Tuesday, August 28, 2007

It Is Nothing New

The nationalist ideology provided an answer. It defined the Serbs according to a historical legend, based part on fact, part on fiction. Not only did the nationalist ideology reach back 600 years to tales of the defeat of Serbia by the Ottoman forces at the battle of Kosovo Polje, it also encompassed the more factual and more recent tragedies suffered by Serbs during World War Two at the hands of Croatian pro-Nazi Ustashe.
By the early Nineties, an extremist element of rising Croatian nationalism fed the flames of fear, especially in Serb majority regions of Croatia, by rehabilitating Ustashe symbols. The new Serbian identity became one in opposition to the "other" - Croats (collapsed into Ustashe) and Muslims (collapsed into "Turks").

Milosevic's propaganda campaign was based on the same techniques as used by Adolf Hitler, with the added power of television.

"Nazi propaganda had shown that myths bind the masses together tightly. Indeed, it was through myths and, therefore, the appeal to the forces of the unconscious, to fear and terror, the instinct of power and the lost community that the propaganda orchestrated by Goebbels had succeeded in winning over the Germans and melding them into a compact mass,"
"The Serbian regime would use a similar technique. To weld the population together, official propaganda drew on the sources of the Serbian mystique, that of a people who were the mistreated victims and martyrs of history and that of Greater Serbia, indissolubly linked to the Orthodox religion."
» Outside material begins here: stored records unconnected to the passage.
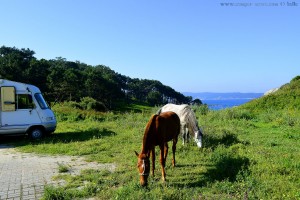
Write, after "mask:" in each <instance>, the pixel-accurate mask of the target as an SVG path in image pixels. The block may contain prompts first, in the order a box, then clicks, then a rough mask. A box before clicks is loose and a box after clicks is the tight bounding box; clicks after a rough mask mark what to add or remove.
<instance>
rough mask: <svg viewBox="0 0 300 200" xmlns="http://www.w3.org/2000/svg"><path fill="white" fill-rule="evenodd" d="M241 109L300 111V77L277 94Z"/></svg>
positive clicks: (250, 101)
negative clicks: (290, 110)
mask: <svg viewBox="0 0 300 200" xmlns="http://www.w3.org/2000/svg"><path fill="white" fill-rule="evenodd" d="M241 107H242V108H246V109H249V110H252V111H261V110H268V109H275V110H282V109H292V110H300V76H296V77H295V78H293V79H292V80H291V81H290V82H289V83H287V84H285V85H283V86H281V87H280V88H279V89H278V90H277V91H276V92H273V93H271V94H268V95H265V96H262V97H261V98H258V99H254V100H252V101H250V102H248V103H246V104H245V105H243V106H241Z"/></svg>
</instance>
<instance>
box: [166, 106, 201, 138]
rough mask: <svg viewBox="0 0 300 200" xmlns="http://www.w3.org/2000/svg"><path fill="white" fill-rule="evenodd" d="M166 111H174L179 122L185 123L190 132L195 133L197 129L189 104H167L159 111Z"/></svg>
mask: <svg viewBox="0 0 300 200" xmlns="http://www.w3.org/2000/svg"><path fill="white" fill-rule="evenodd" d="M166 111H173V112H175V113H176V114H177V115H178V116H179V118H180V122H181V124H186V125H187V127H188V129H189V130H190V132H192V133H195V132H197V131H198V130H199V127H198V121H197V119H196V116H195V113H194V112H193V110H192V108H191V107H190V106H189V105H187V104H182V105H175V104H167V105H165V106H163V107H162V108H161V112H166Z"/></svg>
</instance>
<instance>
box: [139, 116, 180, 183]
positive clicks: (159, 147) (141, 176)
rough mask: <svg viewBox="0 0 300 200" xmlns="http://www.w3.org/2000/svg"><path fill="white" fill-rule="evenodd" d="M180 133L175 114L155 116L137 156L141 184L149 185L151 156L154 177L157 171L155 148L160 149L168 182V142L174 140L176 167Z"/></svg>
mask: <svg viewBox="0 0 300 200" xmlns="http://www.w3.org/2000/svg"><path fill="white" fill-rule="evenodd" d="M179 133H180V119H179V117H178V116H177V114H176V113H174V112H171V111H170V112H164V113H161V114H160V115H153V116H152V117H151V118H150V120H149V122H148V124H147V126H146V128H145V133H144V138H143V144H142V151H141V153H140V154H138V153H137V152H136V151H135V154H136V155H137V157H138V169H139V174H140V183H141V185H142V186H145V185H147V179H148V176H149V172H150V159H149V158H150V154H151V156H152V175H153V176H154V169H155V146H157V145H158V146H159V148H160V164H161V172H162V179H163V181H166V172H165V164H166V159H167V154H168V141H170V140H173V146H172V151H173V159H172V165H173V167H174V166H175V151H176V143H177V140H178V135H179Z"/></svg>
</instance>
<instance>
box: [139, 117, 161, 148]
mask: <svg viewBox="0 0 300 200" xmlns="http://www.w3.org/2000/svg"><path fill="white" fill-rule="evenodd" d="M157 116H158V115H152V117H151V119H150V120H149V122H148V124H147V126H146V128H145V133H144V137H143V146H142V153H145V154H148V153H149V152H150V150H151V144H153V141H151V140H153V133H154V129H155V123H154V122H155V120H156V118H157Z"/></svg>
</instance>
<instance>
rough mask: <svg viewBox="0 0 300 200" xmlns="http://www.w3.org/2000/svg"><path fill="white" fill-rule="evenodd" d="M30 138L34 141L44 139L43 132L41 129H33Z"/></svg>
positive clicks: (30, 133)
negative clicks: (37, 139) (31, 138)
mask: <svg viewBox="0 0 300 200" xmlns="http://www.w3.org/2000/svg"><path fill="white" fill-rule="evenodd" d="M29 136H30V137H31V138H32V139H40V138H42V137H43V131H42V130H41V129H40V128H33V129H32V130H31V131H30V132H29Z"/></svg>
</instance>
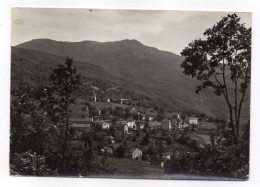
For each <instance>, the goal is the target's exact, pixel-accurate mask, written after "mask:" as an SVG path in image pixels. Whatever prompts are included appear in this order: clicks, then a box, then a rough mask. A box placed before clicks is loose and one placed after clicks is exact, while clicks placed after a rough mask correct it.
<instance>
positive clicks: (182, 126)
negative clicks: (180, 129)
mask: <svg viewBox="0 0 260 187" xmlns="http://www.w3.org/2000/svg"><path fill="white" fill-rule="evenodd" d="M186 127H189V124H187V123H186V122H184V121H181V122H180V123H179V124H178V129H184V128H186Z"/></svg>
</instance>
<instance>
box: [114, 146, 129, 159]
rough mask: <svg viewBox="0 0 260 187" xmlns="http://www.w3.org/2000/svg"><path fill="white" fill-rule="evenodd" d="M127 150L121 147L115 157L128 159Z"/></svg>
mask: <svg viewBox="0 0 260 187" xmlns="http://www.w3.org/2000/svg"><path fill="white" fill-rule="evenodd" d="M126 153H127V149H126V147H125V146H124V145H120V146H119V147H118V148H117V149H116V151H115V156H116V157H118V158H124V157H126Z"/></svg>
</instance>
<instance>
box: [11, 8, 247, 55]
mask: <svg viewBox="0 0 260 187" xmlns="http://www.w3.org/2000/svg"><path fill="white" fill-rule="evenodd" d="M228 13H229V14H231V13H232V12H202V11H201V12H192V11H172V10H167V11H166V10H158V11H157V10H112V9H110V10H109V9H65V8H59V9H57V8H12V18H11V21H12V22H11V27H12V32H11V45H12V46H15V45H17V44H20V43H23V42H26V41H30V40H32V39H37V38H49V39H53V40H57V41H71V42H77V41H83V40H92V41H99V42H107V41H118V40H124V39H136V40H138V41H140V42H141V43H143V44H144V45H147V46H151V47H156V48H158V49H160V50H164V51H169V52H173V53H176V54H180V52H181V51H182V50H183V49H184V48H185V47H186V46H187V45H188V43H190V42H191V41H192V40H194V39H198V38H202V37H203V32H204V31H205V30H206V29H207V28H210V27H212V26H213V25H214V24H216V23H217V22H218V21H220V20H221V18H222V17H224V16H226V15H227V14H228ZM237 15H238V16H239V17H241V23H245V26H246V27H251V25H252V18H251V14H250V13H242V12H240V13H237Z"/></svg>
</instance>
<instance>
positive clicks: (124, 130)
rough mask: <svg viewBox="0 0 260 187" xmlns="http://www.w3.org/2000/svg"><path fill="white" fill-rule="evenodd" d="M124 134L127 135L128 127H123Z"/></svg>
mask: <svg viewBox="0 0 260 187" xmlns="http://www.w3.org/2000/svg"><path fill="white" fill-rule="evenodd" d="M124 134H128V125H127V124H125V126H124Z"/></svg>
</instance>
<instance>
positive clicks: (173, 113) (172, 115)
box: [172, 113, 181, 119]
mask: <svg viewBox="0 0 260 187" xmlns="http://www.w3.org/2000/svg"><path fill="white" fill-rule="evenodd" d="M172 118H173V119H181V115H180V114H179V113H173V115H172Z"/></svg>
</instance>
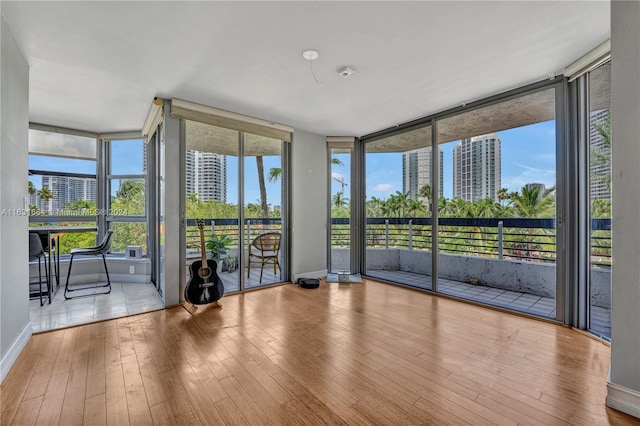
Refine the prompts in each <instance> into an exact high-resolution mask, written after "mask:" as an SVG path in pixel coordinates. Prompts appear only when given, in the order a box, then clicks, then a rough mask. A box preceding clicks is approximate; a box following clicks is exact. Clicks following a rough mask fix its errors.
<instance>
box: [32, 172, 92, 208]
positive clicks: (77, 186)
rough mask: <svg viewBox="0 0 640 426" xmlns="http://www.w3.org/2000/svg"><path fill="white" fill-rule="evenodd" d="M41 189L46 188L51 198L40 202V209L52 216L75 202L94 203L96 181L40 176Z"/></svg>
mask: <svg viewBox="0 0 640 426" xmlns="http://www.w3.org/2000/svg"><path fill="white" fill-rule="evenodd" d="M42 188H47V189H48V190H49V191H50V192H51V194H52V195H53V198H52V199H51V200H49V202H44V201H43V200H40V203H36V205H37V204H40V208H43V209H46V211H47V213H48V214H54V213H55V212H57V211H58V210H60V209H62V208H64V207H65V204H67V203H75V202H76V201H77V200H86V201H94V202H95V201H96V179H95V178H80V177H71V176H50V175H43V176H42Z"/></svg>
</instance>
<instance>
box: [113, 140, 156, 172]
mask: <svg viewBox="0 0 640 426" xmlns="http://www.w3.org/2000/svg"><path fill="white" fill-rule="evenodd" d="M109 144H110V146H111V171H110V174H112V175H141V174H144V173H145V171H146V169H147V168H146V166H145V162H146V160H147V155H146V154H147V150H146V149H144V148H145V144H144V142H143V141H142V140H141V139H134V140H122V141H111V142H109Z"/></svg>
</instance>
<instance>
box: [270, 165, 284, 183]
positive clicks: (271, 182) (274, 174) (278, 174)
mask: <svg viewBox="0 0 640 426" xmlns="http://www.w3.org/2000/svg"><path fill="white" fill-rule="evenodd" d="M281 174H282V168H281V167H271V168H270V169H269V183H276V182H277V181H278V180H280V175H281Z"/></svg>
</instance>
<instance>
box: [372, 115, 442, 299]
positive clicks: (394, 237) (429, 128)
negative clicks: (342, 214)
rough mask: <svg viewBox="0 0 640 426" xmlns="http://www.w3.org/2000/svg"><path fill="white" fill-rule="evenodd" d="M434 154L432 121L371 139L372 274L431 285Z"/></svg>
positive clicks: (419, 286)
mask: <svg viewBox="0 0 640 426" xmlns="http://www.w3.org/2000/svg"><path fill="white" fill-rule="evenodd" d="M432 155H433V154H432V150H431V126H426V127H423V128H420V129H416V130H412V131H409V132H405V133H402V134H399V135H395V136H390V137H388V138H385V139H380V140H377V141H373V142H369V143H367V146H366V160H365V161H366V170H367V175H366V242H365V244H366V274H367V275H369V276H372V277H376V278H381V279H384V280H387V281H393V282H398V283H402V284H406V285H411V286H414V287H420V288H426V289H431V247H432V245H431V244H432V243H431V210H430V209H431V205H432V200H431V188H432V182H433V178H432V176H431V175H432V173H431V164H432ZM438 156H439V161H440V165H442V161H443V157H442V152H439V155H438ZM441 187H442V181H441Z"/></svg>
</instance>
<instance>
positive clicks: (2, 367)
mask: <svg viewBox="0 0 640 426" xmlns="http://www.w3.org/2000/svg"><path fill="white" fill-rule="evenodd" d="M0 45H1V47H0V98H1V101H0V380H2V379H4V377H5V376H6V373H7V372H8V370H9V368H11V365H12V364H13V363H14V361H15V359H16V358H17V356H18V354H19V353H20V351H21V350H22V348H23V347H24V345H25V344H26V342H27V340H28V339H29V337H30V336H31V323H30V321H29V294H28V285H27V283H28V280H29V269H28V263H29V262H28V258H29V256H28V253H29V242H28V238H27V236H28V226H29V224H28V218H27V216H26V215H19V214H18V211H21V210H22V209H24V207H25V206H24V197H25V196H26V195H27V170H28V164H27V158H28V146H27V138H28V135H29V66H28V64H27V62H26V60H25V58H24V56H23V55H22V52H20V49H19V48H18V45H17V43H16V41H15V39H14V37H13V34H12V33H11V29H10V28H9V25H7V22H6V21H5V19H4V16H2V17H1V18H0ZM5 209H6V210H5ZM14 209H15V210H14Z"/></svg>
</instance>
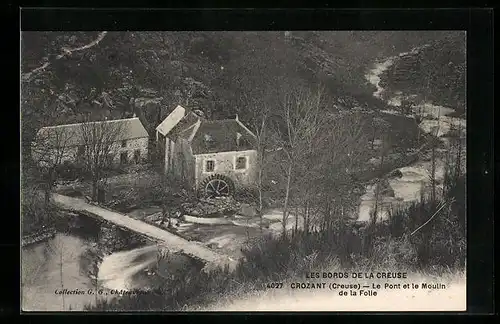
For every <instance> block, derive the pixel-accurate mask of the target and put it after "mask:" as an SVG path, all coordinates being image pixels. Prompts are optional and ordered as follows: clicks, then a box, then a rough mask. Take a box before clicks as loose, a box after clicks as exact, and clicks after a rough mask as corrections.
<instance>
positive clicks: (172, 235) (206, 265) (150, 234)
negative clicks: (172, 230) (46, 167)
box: [52, 193, 237, 271]
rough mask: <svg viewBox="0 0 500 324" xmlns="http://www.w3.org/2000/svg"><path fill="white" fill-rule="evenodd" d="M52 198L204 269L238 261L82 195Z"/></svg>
mask: <svg viewBox="0 0 500 324" xmlns="http://www.w3.org/2000/svg"><path fill="white" fill-rule="evenodd" d="M52 201H53V202H54V203H55V204H56V205H57V206H59V207H60V208H62V209H64V210H69V211H74V212H81V213H84V214H87V215H90V216H93V217H95V218H100V219H102V220H105V221H107V222H109V223H112V224H114V225H116V226H118V227H120V228H123V229H128V230H130V231H132V232H135V233H138V234H141V235H143V236H145V237H148V238H149V239H151V240H152V241H155V242H157V243H158V244H159V245H160V246H164V247H165V248H166V249H167V250H169V251H172V252H179V253H183V254H185V255H188V256H191V257H193V258H196V259H199V260H201V261H203V262H204V263H205V264H206V266H205V268H204V270H211V269H216V268H218V267H225V266H228V267H229V270H231V271H232V270H234V269H235V268H236V264H237V262H236V261H235V260H233V259H231V258H230V257H229V256H226V255H222V254H219V253H216V252H215V251H213V250H210V249H209V248H207V247H205V246H203V245H202V244H201V243H198V242H193V241H188V240H186V239H184V238H182V237H179V236H177V235H175V234H172V233H170V232H168V231H165V230H163V229H161V228H158V227H156V226H153V225H150V224H147V223H145V222H142V221H140V220H137V219H134V218H132V217H130V216H127V215H125V214H121V213H118V212H115V211H112V210H109V209H106V208H103V207H100V206H97V205H93V204H89V203H87V202H86V201H84V200H83V199H80V198H73V197H68V196H64V195H60V194H56V193H54V194H52Z"/></svg>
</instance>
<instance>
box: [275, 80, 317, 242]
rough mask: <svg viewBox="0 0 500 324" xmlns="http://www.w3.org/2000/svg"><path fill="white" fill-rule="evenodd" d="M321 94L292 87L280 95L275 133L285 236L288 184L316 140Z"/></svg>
mask: <svg viewBox="0 0 500 324" xmlns="http://www.w3.org/2000/svg"><path fill="white" fill-rule="evenodd" d="M322 98H323V92H322V90H321V89H319V90H317V91H315V92H312V91H309V90H305V89H302V88H292V89H291V90H288V92H286V93H285V95H284V96H283V101H282V102H281V108H282V118H283V120H282V122H281V123H278V125H277V127H275V131H276V133H277V135H278V138H277V140H278V145H279V146H280V147H281V148H282V151H283V153H284V157H285V160H284V163H283V172H284V179H285V188H284V190H285V197H284V203H283V217H282V227H283V235H284V236H285V235H286V224H287V220H288V216H289V210H290V202H291V197H290V195H291V192H292V184H293V182H294V179H295V177H296V176H297V174H296V173H295V172H297V171H298V169H299V168H300V167H301V166H304V165H305V164H306V163H307V162H306V160H305V157H307V156H308V155H310V154H311V153H312V151H313V149H314V147H313V143H314V140H315V139H316V138H317V137H318V135H319V131H320V129H321V124H322V123H323V121H324V119H323V118H322V117H321V116H320V113H321V107H322Z"/></svg>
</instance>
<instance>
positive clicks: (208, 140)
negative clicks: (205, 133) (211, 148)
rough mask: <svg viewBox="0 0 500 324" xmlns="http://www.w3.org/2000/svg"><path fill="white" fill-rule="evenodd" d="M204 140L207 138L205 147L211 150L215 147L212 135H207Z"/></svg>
mask: <svg viewBox="0 0 500 324" xmlns="http://www.w3.org/2000/svg"><path fill="white" fill-rule="evenodd" d="M204 138H205V147H206V148H209V149H210V148H212V147H213V145H214V139H213V137H212V135H209V134H205V135H204Z"/></svg>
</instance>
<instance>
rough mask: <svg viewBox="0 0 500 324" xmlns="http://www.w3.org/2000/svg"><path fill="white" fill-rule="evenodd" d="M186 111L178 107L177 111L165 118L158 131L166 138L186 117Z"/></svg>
mask: <svg viewBox="0 0 500 324" xmlns="http://www.w3.org/2000/svg"><path fill="white" fill-rule="evenodd" d="M185 114H186V109H184V108H183V107H182V106H177V107H175V109H174V110H173V111H172V112H171V113H170V114H169V115H168V116H167V118H165V119H164V120H163V121H162V122H161V124H160V125H158V127H156V131H157V132H159V133H160V134H162V135H163V136H166V135H167V134H168V133H169V132H170V131H171V130H172V128H174V127H175V126H176V125H177V124H178V123H179V122H180V121H181V120H182V119H183V118H184V116H185Z"/></svg>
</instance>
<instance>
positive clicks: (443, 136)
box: [359, 45, 466, 221]
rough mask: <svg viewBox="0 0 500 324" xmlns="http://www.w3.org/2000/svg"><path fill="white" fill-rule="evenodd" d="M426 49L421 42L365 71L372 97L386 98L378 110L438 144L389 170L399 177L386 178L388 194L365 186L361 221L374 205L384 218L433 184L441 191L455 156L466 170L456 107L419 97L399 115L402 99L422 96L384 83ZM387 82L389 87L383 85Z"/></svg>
mask: <svg viewBox="0 0 500 324" xmlns="http://www.w3.org/2000/svg"><path fill="white" fill-rule="evenodd" d="M428 50H432V49H429V45H423V46H420V47H418V48H413V49H412V50H411V51H409V52H404V53H401V54H399V55H397V56H393V57H389V58H387V59H385V60H383V61H381V62H378V63H375V64H374V66H373V68H371V69H370V70H369V72H368V73H367V74H366V79H367V80H368V81H369V82H370V83H371V84H372V85H373V86H375V88H376V91H375V92H374V93H373V96H374V97H376V98H379V99H382V100H384V101H386V103H387V105H388V107H389V109H386V110H384V111H382V112H383V113H385V114H389V115H401V116H404V117H406V118H408V119H413V120H415V122H416V123H418V127H419V129H420V130H421V132H422V133H423V134H427V135H428V136H431V137H432V138H435V139H436V140H437V143H439V144H437V145H438V147H437V148H436V150H435V151H434V153H432V152H431V147H430V146H429V147H427V148H421V149H420V150H419V152H418V156H417V157H418V158H416V159H414V161H413V162H412V163H407V164H406V165H404V167H400V168H397V169H395V170H393V171H392V173H393V172H398V173H399V174H400V175H401V177H398V178H391V179H390V180H389V186H390V192H391V195H389V196H387V195H383V194H382V195H375V186H374V185H368V186H367V187H366V193H365V194H364V195H363V196H362V197H361V203H360V214H359V220H361V221H367V220H369V218H370V214H371V212H372V210H373V209H374V207H375V206H379V205H380V210H378V214H379V216H380V220H384V219H387V217H388V215H389V213H390V212H391V211H392V210H393V209H394V208H400V207H402V206H405V205H408V204H411V203H413V202H418V201H420V199H421V198H422V197H423V196H426V195H428V194H429V193H430V192H431V190H432V187H433V186H434V187H435V188H437V189H438V190H437V192H439V193H441V192H442V191H443V186H444V180H445V176H446V175H445V173H446V170H445V169H446V168H447V167H451V165H450V160H453V159H454V158H455V157H458V158H459V159H460V161H459V162H455V163H458V164H459V168H460V172H461V173H462V174H464V173H465V172H466V170H465V165H466V163H465V157H466V145H465V137H466V121H465V119H464V118H460V117H452V116H451V115H453V114H454V113H455V112H456V107H455V108H451V107H443V106H440V105H435V104H433V103H432V102H426V101H423V100H422V101H421V102H420V103H419V104H413V105H412V106H411V107H410V109H409V111H408V112H405V114H403V112H402V110H401V106H402V104H403V101H404V100H408V98H410V99H411V98H413V99H411V100H413V101H415V100H416V99H415V98H418V97H422V96H421V94H416V93H411V92H410V93H408V91H412V89H413V88H411V87H409V88H408V87H401V89H400V88H398V82H387V79H388V78H390V77H391V76H392V75H394V74H395V73H396V74H398V75H400V74H401V73H403V74H404V73H407V74H411V73H410V71H409V70H406V69H405V70H403V71H399V72H395V70H397V68H398V67H400V66H401V65H400V62H406V61H408V60H410V61H413V60H415V59H417V60H418V59H419V58H421V57H422V54H421V53H422V52H423V51H428ZM434 50H435V49H434ZM404 66H406V65H404ZM389 85H391V86H392V88H387V87H388V86H389ZM405 91H406V93H405ZM424 97H425V96H424ZM462 108H463V106H460V109H462ZM460 109H459V110H460ZM462 117H463V116H462ZM417 118H418V119H419V120H418V121H417V120H416V119H417ZM432 138H431V142H432V141H433V139H432ZM457 142H458V145H457V144H456V143H457ZM435 145H436V144H435ZM453 155H455V156H453ZM432 160H434V161H432Z"/></svg>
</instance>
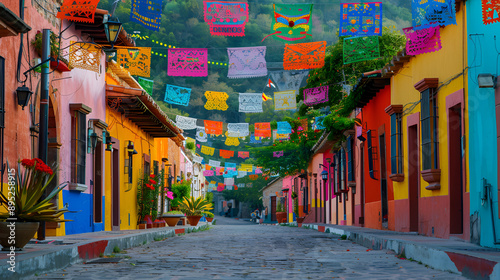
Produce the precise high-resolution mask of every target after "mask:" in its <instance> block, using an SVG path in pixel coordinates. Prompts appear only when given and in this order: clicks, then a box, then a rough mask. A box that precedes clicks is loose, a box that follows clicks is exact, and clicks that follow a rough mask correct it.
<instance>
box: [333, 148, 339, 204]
mask: <svg viewBox="0 0 500 280" xmlns="http://www.w3.org/2000/svg"><path fill="white" fill-rule="evenodd" d="M339 155H340V154H339V152H338V151H337V152H336V153H335V154H334V155H333V162H334V164H335V166H334V168H333V169H334V171H333V172H334V175H335V178H334V181H333V188H334V190H333V191H334V193H335V194H336V195H338V194H339V193H340V159H339Z"/></svg>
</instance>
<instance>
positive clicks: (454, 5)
mask: <svg viewBox="0 0 500 280" xmlns="http://www.w3.org/2000/svg"><path fill="white" fill-rule="evenodd" d="M411 11H412V26H413V29H414V30H420V29H425V28H429V27H435V26H443V25H444V26H446V25H450V24H457V20H456V18H455V0H426V1H421V0H412V2H411Z"/></svg>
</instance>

The fundamental principles of propaganda, highlighted by de la Brosse, are: keep it simple; project one's own faults onto the enemy; use the news to one's own advantage through exaggeration, distortion and omission; repeat the message endlessly; rely on myths and history; and create a national consensus.
Serbian television and radio's repetitive use of pejorative descriptions, such as "Ustashe hordes", "Vatican fascists", "Mujahedin fighters", "fundamentalist warriors of Jihad", and "Albanian terrorists", quickly became part of common usage.
Unverified stories, presented as fact, were turned into common knowledge - for example, that Bosnian Muslims were feeding Serb children to animals in the Sarajevo zoo. In these stories, friends and neighbors, fellow countrymen and women were turned into "the other", lacking humanizing or individual characteristics


1 comment:

Anonymous said...

NICE! Not to be redundant but this is exactly what Serbs and their supporters are doing today!